Paul Faris, a founding member of the Sycamore congregation, will celebrate his ninety-second birthday next week. As I reflected on Paul’s influence on my own life, I wanted to share it with members of the congregation who might not know Paul but are benefiting from the ministry he continues to have here. I thought perhaps this would encourage others as well.
Paul was raised as a Covenanter, coming from generations of Farises who have been in the Reformed Presbyterian Church. As his grandson James Faris, pastor of the Southfield RPC, tells it, for at least ten generations in his family line the men have alternated in their vocations between farmers and pastors. James and his grandfather fell in the “pastor” generations, so despite growing up on a farm in Dennison, Kansas, Paul went into pastoral ministry. He graduated from the Reformed Presbyterian Theological Seminary in 1944. His “official records” indicate that he served three congregations (Quinter RPC and Sterling RPC in Kansas, and the Lisbon RPC in New York) over the more than forty years he was in pastoral ministry. The recognition by the church of his godly testimony and gentle shepherding over the years was seen in him being given an honor unique in the RPCNA – he was chosen as Moderator of Synod not just once but twice.
Yet truly Paul helped pastor a fourth congregation, namely Sycamore Reformed Presbyterian Church. In 1984 Paul retired with his wife Ruth in Flora, Indiana, in order to be near the West Lafayette RPC, his family, and help with a church planting work in Kokomo. In January of 1985 Paul preached and led bi-weekly worship services in the homes of the core families. Providentially, it was in 1985 that Miriam and I moved as newlyweds to West Lafayette so I could do graduate work at Purdue University. One of my memories of those first months worshipping with the West Lafayette church was of this group of people who were there one week and gone the next. I soon learned what they were doing!
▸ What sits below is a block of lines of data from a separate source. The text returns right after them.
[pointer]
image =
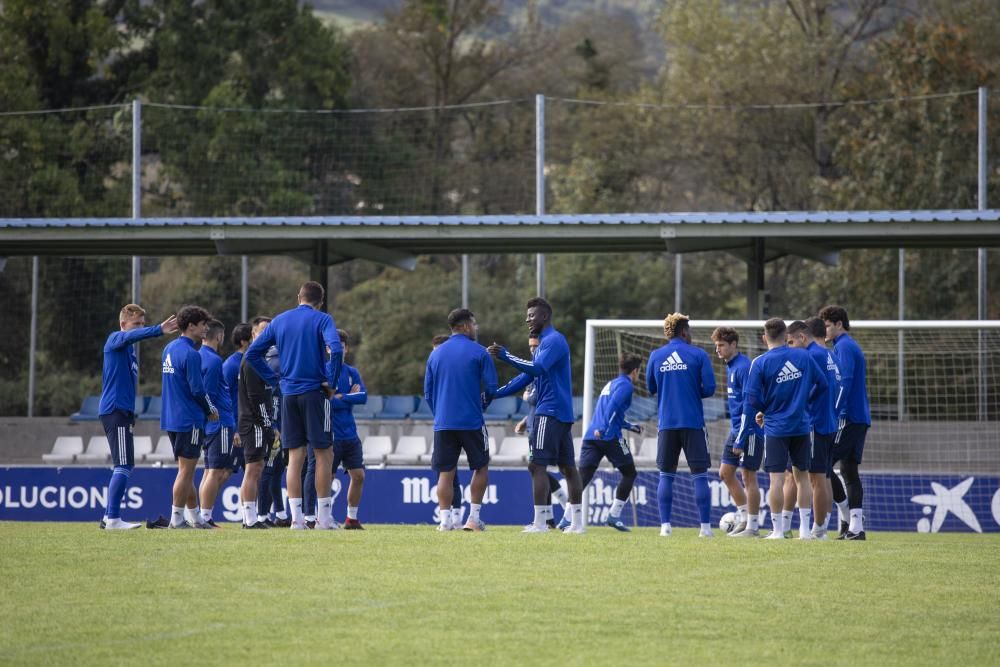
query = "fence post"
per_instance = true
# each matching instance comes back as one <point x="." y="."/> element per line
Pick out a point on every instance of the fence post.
<point x="33" y="336"/>
<point x="981" y="201"/>
<point x="540" y="184"/>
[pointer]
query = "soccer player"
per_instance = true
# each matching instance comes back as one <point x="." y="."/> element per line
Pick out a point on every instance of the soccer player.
<point x="456" y="488"/>
<point x="116" y="410"/>
<point x="745" y="457"/>
<point x="530" y="397"/>
<point x="347" y="451"/>
<point x="256" y="432"/>
<point x="855" y="419"/>
<point x="551" y="439"/>
<point x="186" y="406"/>
<point x="605" y="438"/>
<point x="459" y="374"/>
<point x="680" y="375"/>
<point x="781" y="383"/>
<point x="303" y="335"/>
<point x="812" y="334"/>
<point x="219" y="435"/>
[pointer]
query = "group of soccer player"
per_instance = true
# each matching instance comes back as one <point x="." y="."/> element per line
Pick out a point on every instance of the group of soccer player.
<point x="283" y="400"/>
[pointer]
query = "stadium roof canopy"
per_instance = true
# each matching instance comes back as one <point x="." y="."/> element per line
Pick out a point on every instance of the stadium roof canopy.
<point x="397" y="240"/>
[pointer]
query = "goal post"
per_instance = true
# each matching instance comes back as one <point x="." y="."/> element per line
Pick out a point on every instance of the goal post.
<point x="934" y="390"/>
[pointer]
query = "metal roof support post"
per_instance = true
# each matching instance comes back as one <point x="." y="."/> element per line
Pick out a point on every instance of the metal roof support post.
<point x="33" y="336"/>
<point x="901" y="352"/>
<point x="244" y="287"/>
<point x="755" y="280"/>
<point x="540" y="184"/>
<point x="319" y="272"/>
<point x="136" y="214"/>
<point x="981" y="203"/>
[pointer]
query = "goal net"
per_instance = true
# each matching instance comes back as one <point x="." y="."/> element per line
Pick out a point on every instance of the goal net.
<point x="934" y="390"/>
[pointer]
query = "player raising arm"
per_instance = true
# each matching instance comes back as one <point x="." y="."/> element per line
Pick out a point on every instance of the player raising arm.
<point x="117" y="407"/>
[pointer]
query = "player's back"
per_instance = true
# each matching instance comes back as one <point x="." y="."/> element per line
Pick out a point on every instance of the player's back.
<point x="457" y="371"/>
<point x="181" y="373"/>
<point x="680" y="375"/>
<point x="299" y="337"/>
<point x="854" y="370"/>
<point x="824" y="414"/>
<point x="216" y="388"/>
<point x="554" y="387"/>
<point x="785" y="378"/>
<point x="609" y="411"/>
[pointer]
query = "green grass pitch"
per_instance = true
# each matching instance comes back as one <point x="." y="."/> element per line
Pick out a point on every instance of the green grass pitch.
<point x="408" y="595"/>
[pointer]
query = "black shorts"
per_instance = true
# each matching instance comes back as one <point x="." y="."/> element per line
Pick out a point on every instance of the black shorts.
<point x="118" y="428"/>
<point x="448" y="446"/>
<point x="693" y="442"/>
<point x="186" y="444"/>
<point x="849" y="443"/>
<point x="256" y="441"/>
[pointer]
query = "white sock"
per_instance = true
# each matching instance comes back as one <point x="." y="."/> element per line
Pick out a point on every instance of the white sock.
<point x="857" y="521"/>
<point x="540" y="511"/>
<point x="616" y="508"/>
<point x="295" y="505"/>
<point x="324" y="510"/>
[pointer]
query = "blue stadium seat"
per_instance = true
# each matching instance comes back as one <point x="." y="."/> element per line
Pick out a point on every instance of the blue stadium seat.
<point x="397" y="407"/>
<point x="501" y="408"/>
<point x="88" y="410"/>
<point x="369" y="409"/>
<point x="152" y="410"/>
<point x="423" y="410"/>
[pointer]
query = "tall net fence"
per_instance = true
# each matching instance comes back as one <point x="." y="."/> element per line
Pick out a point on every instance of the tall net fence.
<point x="934" y="392"/>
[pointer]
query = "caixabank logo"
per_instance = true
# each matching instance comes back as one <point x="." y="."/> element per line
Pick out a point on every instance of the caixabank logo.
<point x="945" y="501"/>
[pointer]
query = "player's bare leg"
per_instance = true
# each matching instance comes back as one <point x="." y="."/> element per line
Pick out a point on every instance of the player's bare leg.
<point x="776" y="499"/>
<point x="445" y="495"/>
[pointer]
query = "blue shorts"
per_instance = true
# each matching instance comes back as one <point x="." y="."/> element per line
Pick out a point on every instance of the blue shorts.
<point x="256" y="441"/>
<point x="617" y="451"/>
<point x="448" y="446"/>
<point x="849" y="443"/>
<point x="305" y="420"/>
<point x="551" y="443"/>
<point x="118" y="428"/>
<point x="219" y="449"/>
<point x="779" y="450"/>
<point x="822" y="448"/>
<point x="692" y="441"/>
<point x="349" y="454"/>
<point x="186" y="444"/>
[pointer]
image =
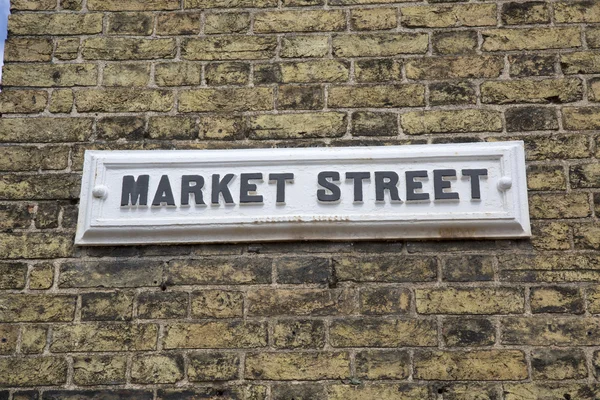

However, tragedy struck this work the following year in the Spring of 1986, all in the course of one month. The husband of the family who originally started the work in Kokomo was found to be in adultery (his eventual excommunication took place at my first session meeting as a new intern!). An experienced and gifted church planter, Pastor Bob McCracken, declined a call to come to Kokomo. And Paul’s beloved wife Ruth, who had been diagnosed with brain cancer only a few months prior, died. Clearly the Lord had closed the door for the time, and the worship services and work in Kokomo were suspended.
However, Paul, the few other families involved in the Kokomo work (The Dinkledine, Faris, and Parman Families), and the session and congregation of West Lafayette persevered in their vision. Having sent me to seminary, they eventually called me to come back in 1991 and lead the effort here in Kokomo. What I want to testify to in this rememberance is Paul’s support of me. He constantly encouraged me with his prayers and comments, occasionally corrected me with a spirit of gentleness, and was always sharing insights through stories, reflections or articles. With the ever present twinkle in his eye and boyish grin on his dignified face, he continued to use his blend of earthy, Spirit-filled wisdom as he preached for us when needed and led Bible studies and classes when called upon. In 1994, when it came time to organize the congregation, despite his status as “retired” he agreed to serve as a ruling elder when the congregation elected him. For over five years he served faithfully, providing a comfort to new members with his maturity and fatherly concern, and especially enriching the three “rookie” elders (Greg, Tom and I) in our knowledge of ministry and the RP Church.
Though he has now lived for several years with his daughter and her family back in Lisbon, New York, who care for him, Paul has kept his membership in our congregation and continues to remain interested and pray faithfully for the Sycamore congregation. The heritage he was given has been passed on, as he has children and grandchildren serving as pastors, elders, deacons, pastor’s wives and missionaries. If there is one word that comes to my mind as I think about this beloved saint, it is covenant. The Lord has kept covenant with Paul, and Paul has shown through a long lifetime of service covenant faithfulness to his God. As Psalm 103:17-18 says, “The lovingkindess of the Lord is from everlasting to everlasting on those who fear Him, and His righteousness to children’s children, to those who keep His covenant and remember His precepts to do them” (Psalm 103:17-18).
It is great to know God’s promises like these and believe them. Yet for me it has also been such a wonderful blessing and confirmation to see them in the life of Paul Faris.
Paul also taught me a great deal about the psalms. Cannot help but think of how on his 92nd birthday he fulfills what the 92nd Psalm says of the righteous man, “When old they still bear fruit and flourish fresh and green.”